Szczegółowe wyjaśnienie:
[tex]\dfrac{\text{tg}\alpha(1+\text{ctg}^2\alpha)}{1+\text{tg}^2\alpha}=\dfrac{1-\sin^2\alpha}{\sin\alpha\cos\alpha}[/tex]
[tex]L=\dfrac{\text{tg}\alpha+\text{tg}\alpha\text{ctg}^2\alpha}{1+\text{tg}^2\alpha}=\dfrac{\text{tg}\alpha+\text{tg}\alpha\text{ctg}\alpha\text{ctg}\alpha}{1+\text{tg}^2\alpha}[/tex]
skorzystamy z [tex]\text{tg}x\cdot\text{ctg}x=1[/tex]
[tex]=\dfrac{\text{tg}\alpha+\text{ctg}\alpha}{1+\text{tg}^2\alpha}[/tex]
skorzystamy z [tex]\text{tg}x=\dfrac{\sin x}{\cos x},\ \text{ctg}x=\dfrac{\cos x}{\sin x}[/tex]

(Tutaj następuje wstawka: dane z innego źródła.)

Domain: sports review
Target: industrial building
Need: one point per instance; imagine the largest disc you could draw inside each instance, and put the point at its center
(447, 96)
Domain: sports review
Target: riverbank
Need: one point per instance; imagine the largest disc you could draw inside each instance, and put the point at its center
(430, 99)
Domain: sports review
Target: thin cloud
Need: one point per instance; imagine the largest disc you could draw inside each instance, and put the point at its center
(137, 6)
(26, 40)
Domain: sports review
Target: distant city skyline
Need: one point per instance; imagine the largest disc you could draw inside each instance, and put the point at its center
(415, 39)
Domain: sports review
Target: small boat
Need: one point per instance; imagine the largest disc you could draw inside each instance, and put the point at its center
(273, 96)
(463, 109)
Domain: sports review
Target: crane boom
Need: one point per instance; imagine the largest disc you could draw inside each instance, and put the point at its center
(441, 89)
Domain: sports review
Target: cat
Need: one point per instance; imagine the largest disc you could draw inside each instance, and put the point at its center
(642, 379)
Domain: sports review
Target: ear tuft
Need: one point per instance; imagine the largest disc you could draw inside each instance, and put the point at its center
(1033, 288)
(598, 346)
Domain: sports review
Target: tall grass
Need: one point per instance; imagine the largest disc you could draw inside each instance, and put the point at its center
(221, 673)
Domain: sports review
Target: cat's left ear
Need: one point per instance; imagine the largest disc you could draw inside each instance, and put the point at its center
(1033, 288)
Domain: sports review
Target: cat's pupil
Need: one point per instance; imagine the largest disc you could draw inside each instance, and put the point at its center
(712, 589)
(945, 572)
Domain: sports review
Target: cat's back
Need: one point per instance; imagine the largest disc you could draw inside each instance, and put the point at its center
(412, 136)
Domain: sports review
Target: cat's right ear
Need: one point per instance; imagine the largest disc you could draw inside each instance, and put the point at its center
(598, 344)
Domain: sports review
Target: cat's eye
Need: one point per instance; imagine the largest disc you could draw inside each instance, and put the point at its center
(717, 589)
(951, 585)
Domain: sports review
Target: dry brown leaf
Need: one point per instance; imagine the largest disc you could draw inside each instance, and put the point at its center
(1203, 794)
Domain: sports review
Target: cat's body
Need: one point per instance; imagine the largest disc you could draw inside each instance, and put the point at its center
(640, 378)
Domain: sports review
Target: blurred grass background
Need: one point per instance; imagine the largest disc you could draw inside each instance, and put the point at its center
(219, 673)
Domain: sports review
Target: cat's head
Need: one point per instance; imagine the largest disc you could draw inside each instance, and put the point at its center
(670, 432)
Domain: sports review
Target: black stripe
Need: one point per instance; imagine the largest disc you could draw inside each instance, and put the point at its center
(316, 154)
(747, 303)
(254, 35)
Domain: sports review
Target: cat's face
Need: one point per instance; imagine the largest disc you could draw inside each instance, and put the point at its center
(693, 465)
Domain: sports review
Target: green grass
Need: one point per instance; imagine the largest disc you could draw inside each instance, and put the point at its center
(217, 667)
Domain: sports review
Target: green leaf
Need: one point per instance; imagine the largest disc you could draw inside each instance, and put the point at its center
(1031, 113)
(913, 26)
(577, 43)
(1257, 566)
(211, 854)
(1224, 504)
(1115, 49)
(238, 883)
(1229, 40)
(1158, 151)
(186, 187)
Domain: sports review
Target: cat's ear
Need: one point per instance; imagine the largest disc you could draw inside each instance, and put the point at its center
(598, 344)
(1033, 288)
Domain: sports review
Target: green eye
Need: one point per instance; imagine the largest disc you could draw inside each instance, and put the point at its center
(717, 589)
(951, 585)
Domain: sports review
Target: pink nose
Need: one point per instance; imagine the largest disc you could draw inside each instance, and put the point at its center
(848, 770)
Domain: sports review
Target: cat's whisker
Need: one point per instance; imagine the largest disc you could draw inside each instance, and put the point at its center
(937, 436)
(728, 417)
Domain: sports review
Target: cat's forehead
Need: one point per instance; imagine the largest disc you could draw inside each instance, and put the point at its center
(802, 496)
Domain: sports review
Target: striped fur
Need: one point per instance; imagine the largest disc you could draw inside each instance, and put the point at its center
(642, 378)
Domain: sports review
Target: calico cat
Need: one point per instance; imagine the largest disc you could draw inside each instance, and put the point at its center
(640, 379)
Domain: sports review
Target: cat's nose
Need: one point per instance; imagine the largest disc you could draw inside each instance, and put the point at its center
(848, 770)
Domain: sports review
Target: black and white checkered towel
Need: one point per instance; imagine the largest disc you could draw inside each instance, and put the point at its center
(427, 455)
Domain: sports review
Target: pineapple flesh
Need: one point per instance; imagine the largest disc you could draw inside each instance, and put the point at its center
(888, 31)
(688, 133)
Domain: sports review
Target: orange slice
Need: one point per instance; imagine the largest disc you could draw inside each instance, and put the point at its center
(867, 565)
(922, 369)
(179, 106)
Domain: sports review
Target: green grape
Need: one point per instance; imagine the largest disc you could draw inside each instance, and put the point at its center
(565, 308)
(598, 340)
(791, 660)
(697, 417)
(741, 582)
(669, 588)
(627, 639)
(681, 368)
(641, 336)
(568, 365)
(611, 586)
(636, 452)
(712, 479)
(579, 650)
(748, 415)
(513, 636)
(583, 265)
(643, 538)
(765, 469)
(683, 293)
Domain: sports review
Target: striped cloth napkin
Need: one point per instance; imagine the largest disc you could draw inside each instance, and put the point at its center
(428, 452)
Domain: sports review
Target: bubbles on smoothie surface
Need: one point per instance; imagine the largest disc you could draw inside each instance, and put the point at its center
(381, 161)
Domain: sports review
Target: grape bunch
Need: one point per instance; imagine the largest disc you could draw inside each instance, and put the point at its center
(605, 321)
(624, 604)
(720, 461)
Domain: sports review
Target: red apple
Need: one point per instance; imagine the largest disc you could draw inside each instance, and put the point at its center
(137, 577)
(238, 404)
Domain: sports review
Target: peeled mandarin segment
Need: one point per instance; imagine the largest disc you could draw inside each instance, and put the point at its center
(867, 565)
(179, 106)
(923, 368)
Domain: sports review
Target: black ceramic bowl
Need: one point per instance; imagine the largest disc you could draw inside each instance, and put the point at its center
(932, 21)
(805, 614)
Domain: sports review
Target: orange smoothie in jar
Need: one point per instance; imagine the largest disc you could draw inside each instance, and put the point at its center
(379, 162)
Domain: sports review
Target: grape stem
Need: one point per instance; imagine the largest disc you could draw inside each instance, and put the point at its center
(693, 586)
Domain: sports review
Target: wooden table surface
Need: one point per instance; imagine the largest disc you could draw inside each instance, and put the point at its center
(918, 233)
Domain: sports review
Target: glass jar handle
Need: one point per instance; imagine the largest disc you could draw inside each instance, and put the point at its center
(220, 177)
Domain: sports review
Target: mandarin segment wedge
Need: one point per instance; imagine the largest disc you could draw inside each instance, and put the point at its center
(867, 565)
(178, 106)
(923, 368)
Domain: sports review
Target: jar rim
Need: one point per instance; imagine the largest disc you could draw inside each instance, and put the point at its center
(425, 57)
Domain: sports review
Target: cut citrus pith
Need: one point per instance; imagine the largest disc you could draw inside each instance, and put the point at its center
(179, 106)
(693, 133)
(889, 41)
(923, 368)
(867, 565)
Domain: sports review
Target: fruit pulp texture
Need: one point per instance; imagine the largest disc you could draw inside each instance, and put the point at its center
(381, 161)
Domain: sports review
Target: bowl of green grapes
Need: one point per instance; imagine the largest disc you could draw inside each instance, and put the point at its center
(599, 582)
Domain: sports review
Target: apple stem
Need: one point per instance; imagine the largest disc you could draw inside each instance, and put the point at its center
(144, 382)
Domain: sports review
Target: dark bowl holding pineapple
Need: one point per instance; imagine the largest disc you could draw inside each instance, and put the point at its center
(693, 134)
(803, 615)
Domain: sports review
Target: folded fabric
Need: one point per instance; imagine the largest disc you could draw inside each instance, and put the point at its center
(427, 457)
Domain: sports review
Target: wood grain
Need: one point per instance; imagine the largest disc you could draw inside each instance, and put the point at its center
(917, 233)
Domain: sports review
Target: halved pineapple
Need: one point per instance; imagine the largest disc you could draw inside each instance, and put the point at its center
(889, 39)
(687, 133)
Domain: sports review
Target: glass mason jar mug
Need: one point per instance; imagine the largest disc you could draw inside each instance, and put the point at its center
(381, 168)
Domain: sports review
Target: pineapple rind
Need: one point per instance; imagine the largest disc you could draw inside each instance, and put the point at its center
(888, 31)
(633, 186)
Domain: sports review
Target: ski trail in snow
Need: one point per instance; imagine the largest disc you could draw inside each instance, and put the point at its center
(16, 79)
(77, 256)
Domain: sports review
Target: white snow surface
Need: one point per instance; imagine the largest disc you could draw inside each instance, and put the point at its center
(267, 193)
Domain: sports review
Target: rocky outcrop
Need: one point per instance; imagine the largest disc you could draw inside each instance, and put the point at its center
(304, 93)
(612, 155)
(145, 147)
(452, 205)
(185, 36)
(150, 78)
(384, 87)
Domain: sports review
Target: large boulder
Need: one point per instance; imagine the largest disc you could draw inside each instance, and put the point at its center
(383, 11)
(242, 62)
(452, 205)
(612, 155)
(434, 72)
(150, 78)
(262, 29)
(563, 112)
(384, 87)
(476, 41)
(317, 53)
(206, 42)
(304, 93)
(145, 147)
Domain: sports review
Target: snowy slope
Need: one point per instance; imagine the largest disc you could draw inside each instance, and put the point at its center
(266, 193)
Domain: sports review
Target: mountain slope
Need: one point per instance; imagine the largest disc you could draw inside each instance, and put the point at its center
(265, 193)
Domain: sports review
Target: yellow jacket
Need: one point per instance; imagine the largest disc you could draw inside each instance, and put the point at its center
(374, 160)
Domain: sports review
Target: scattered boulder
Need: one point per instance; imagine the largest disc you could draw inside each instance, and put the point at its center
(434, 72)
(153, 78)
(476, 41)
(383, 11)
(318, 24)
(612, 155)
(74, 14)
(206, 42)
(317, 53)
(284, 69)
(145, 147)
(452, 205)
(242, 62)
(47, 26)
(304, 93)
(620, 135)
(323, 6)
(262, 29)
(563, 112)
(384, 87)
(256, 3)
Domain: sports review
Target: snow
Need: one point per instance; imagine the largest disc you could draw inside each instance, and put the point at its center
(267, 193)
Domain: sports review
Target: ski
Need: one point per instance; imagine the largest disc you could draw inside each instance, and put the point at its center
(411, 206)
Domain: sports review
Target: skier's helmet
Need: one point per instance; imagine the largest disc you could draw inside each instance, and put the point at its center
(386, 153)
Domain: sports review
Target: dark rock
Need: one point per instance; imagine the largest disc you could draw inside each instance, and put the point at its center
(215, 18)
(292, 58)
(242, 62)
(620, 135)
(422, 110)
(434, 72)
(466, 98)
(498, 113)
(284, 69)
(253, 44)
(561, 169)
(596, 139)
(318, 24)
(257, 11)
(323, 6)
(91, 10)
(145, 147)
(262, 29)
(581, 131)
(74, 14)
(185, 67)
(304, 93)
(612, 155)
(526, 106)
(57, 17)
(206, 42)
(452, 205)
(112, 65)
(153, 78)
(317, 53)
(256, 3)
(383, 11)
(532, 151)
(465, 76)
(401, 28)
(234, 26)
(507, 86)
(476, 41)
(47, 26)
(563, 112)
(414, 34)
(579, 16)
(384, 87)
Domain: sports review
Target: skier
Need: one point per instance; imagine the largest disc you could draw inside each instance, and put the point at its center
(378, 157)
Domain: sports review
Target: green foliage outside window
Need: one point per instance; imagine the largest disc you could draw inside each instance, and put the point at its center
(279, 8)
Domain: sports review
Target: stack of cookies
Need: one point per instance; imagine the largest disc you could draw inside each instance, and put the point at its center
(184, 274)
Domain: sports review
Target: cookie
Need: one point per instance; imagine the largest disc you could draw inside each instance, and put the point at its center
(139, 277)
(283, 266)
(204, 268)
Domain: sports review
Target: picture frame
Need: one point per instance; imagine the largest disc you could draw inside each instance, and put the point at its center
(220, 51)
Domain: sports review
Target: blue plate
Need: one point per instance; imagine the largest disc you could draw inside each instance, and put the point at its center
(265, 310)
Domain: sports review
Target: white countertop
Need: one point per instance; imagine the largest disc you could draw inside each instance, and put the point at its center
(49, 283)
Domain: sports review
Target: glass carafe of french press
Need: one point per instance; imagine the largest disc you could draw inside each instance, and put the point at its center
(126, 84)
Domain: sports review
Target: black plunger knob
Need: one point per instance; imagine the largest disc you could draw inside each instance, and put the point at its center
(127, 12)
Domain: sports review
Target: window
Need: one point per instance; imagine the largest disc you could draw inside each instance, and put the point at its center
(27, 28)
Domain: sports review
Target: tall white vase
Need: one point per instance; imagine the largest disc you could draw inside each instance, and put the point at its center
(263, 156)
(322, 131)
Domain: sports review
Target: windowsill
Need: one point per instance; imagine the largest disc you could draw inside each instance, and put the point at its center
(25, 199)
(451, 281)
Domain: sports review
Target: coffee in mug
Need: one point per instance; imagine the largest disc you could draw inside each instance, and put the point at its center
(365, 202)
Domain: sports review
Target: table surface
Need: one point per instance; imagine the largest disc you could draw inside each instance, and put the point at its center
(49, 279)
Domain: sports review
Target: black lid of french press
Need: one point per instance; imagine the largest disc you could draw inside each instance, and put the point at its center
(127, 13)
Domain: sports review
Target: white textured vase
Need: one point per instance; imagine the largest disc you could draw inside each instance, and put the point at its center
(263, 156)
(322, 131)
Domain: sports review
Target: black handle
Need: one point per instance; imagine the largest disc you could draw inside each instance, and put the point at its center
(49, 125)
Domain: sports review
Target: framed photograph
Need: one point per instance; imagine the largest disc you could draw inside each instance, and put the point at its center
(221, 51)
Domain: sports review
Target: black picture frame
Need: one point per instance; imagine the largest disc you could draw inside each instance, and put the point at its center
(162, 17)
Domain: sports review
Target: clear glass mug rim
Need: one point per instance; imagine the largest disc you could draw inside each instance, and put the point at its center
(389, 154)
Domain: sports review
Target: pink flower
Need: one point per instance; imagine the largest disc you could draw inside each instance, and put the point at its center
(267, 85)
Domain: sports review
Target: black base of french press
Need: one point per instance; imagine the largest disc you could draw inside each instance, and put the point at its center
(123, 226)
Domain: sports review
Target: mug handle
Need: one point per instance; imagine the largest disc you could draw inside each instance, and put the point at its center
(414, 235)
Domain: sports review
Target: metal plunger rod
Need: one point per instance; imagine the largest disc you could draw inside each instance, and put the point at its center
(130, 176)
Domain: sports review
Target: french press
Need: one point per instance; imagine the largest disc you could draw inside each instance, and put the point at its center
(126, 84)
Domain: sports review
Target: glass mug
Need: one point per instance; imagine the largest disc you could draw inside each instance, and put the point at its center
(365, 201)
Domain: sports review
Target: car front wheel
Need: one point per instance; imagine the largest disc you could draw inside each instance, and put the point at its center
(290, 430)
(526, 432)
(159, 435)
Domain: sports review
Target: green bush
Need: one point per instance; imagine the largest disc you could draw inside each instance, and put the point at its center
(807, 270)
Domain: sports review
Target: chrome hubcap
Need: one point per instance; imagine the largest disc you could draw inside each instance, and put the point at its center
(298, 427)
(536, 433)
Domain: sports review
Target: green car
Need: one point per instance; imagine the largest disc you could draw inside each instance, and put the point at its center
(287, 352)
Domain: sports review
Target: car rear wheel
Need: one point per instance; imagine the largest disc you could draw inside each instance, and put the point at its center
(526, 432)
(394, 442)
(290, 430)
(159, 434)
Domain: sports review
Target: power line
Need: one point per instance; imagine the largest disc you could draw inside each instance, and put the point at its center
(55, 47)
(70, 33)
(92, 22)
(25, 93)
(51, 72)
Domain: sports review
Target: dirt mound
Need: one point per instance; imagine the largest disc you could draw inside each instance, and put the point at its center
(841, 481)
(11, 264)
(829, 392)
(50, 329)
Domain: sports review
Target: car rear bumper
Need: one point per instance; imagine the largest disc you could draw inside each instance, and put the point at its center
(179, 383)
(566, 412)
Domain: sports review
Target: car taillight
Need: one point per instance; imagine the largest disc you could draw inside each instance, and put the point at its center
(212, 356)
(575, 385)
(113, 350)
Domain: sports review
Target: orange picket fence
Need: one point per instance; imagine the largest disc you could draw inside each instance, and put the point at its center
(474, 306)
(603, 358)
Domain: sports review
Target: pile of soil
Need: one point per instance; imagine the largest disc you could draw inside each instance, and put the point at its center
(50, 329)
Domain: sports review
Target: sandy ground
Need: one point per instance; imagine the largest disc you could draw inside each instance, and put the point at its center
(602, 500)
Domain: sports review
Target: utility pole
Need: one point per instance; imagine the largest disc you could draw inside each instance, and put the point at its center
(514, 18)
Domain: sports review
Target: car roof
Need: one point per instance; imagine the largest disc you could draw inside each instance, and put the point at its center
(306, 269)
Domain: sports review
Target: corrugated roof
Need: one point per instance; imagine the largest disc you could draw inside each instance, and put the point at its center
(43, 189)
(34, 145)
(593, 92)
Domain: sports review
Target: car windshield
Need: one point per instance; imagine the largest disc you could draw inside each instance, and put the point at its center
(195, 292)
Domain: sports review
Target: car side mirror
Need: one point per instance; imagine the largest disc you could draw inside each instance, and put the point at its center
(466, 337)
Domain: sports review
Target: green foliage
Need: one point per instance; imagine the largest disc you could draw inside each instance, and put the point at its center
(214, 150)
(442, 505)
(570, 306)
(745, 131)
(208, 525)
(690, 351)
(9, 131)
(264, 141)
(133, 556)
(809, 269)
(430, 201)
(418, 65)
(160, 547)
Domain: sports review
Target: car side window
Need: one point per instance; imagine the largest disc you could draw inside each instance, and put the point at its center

[tex]=\left(\dfrac{\sin\alpha}{\cos\alpha}+\dfrac{\cos\alpha}{\sin\alpha}\right):\left[1+\left(\dfrac{\sin\alpha}{\cos\alpha}\right)^2\right]\\=\dfrac{\sin^2\alpha+\cos^2\alpha}{\sin\alpha\cos\alpha}:\left(1+\dfrac{\sin^2\alpha}{\cos^2\alpha}\right)[/tex]
skorzystamy z jedynki trygonometrycznej [tex]\sin^2x+\cos^2x=1[/tex]
[tex]=\dfrac{1}{\sin\alpha\cos\alpha}:\left(\dfrac{\cos^2\alpha}{\cos^2\alpha}+\dfrac{\sin^2\alpha}{\cos^2\alpha}\right)=\dfrac{1}{\sin\alpha\cos\alpha}:\dfrac{\cos^2\alpha+\sin^2\alpha}{\cos^2\alpha}\\\\=\dfrac{1}{\sin\alpha\cos\alpha}:\dfrac{1}{\cos^2\alpha}=\dfrac{1}{\sin\alpha\cos\alpha}\cdot\dfrac{\cos^2\alpha}{1}=\dfrac{\cos\alpha}{\sin\alpha}=\text{ctg}\alpha[/tex]
[tex]P=\dfrac{1-\sin^2\alpha}{\sin\alpha\cos\alpha}[/tex]
skorzystamy z jedynki trygonometrycznej
[tex]\sin^2x+\cos^2x=1\to\cos^2\alpha=1-\sin^2\alpha[/tex]
[tex]=\dfrac{\cos^2\alpha}{\sin\alpha\cos\alpha}=\dfrac{\cos\alpha}{\sin\alpha}=\text{ctg}\alpha[/tex]
[tex]\huge\boxed{L=P}\qquad\qquad\blacksquare[/tex]